Skip to content

DCAN-Labs/lifespan_seg_model_data

Repository files navigation

How to run the internal preprocessing for the data used in the lifespan segmentation model

Notes before starting

  • Only set up for T1_only model training at the moment
  • For now, curated specifically for the ADNI and fragileX datasets
  • The wrapper is split into two separate parts because the MSI modules for freesurfer and ants have conflicts

Step 1a - Rename any files if necessary

T1w image files need to be in the format ${age}mo_ds-${dataset}_sub-${sub_id}_0000.${images_ext} while the corresponding label files need to be in the format ${age}mo_ds-${dataset}_sub-${sub_id}.${labels_ext} before feeding them in to the preprocessing wrapper. In order to get files into this format, we need to run the rename_data_files.py script on a BIDS valid input directory. A specific file is used below as an example when filling in the arguments to the script, but this script can work on all files within a set of subjects as long as a participants.tsv is utilized.

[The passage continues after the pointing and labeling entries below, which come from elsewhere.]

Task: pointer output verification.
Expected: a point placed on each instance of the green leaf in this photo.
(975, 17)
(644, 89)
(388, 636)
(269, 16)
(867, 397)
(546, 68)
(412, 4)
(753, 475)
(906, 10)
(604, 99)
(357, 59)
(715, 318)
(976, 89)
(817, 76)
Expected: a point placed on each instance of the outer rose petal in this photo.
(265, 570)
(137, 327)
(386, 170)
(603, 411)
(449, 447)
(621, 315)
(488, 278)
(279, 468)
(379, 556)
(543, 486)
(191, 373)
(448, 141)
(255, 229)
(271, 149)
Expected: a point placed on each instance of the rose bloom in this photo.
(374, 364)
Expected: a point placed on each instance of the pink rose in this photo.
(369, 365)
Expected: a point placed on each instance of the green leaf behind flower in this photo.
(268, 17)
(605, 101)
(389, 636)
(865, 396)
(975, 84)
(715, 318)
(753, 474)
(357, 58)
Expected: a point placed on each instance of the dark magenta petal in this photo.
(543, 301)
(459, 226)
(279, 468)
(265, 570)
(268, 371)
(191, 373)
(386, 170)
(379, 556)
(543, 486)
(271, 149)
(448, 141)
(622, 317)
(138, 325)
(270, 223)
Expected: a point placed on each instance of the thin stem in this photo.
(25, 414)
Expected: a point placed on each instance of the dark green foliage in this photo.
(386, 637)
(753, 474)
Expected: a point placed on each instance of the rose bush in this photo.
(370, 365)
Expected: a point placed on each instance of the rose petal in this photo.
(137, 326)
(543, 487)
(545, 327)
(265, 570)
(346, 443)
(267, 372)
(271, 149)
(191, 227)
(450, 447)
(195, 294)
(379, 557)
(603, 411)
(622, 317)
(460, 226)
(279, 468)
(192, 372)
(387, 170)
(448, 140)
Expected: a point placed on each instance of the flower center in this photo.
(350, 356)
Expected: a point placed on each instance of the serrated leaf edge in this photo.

Information on the file name fields:

  • ${age} -> Integer value for the participant age in months. This information can be located in the participants.tsv for a given dataset, assuming it is BIDS valid.
  • ${dataset} -> A unique identifier of source for a data file
  • ${sub_id} -> Unique subject identifier
  • ${images_ext} -> The file extension of a given image file. This is likely either going to be nii.gz or mgz. The preprocessing scripts are currently only set up for one or the other.
  • ${labels_ext} -> The file extension of a given label file. This is likely either going to be nii.gz or mgz. The preprocessing scripts are currently only set up for one or the other.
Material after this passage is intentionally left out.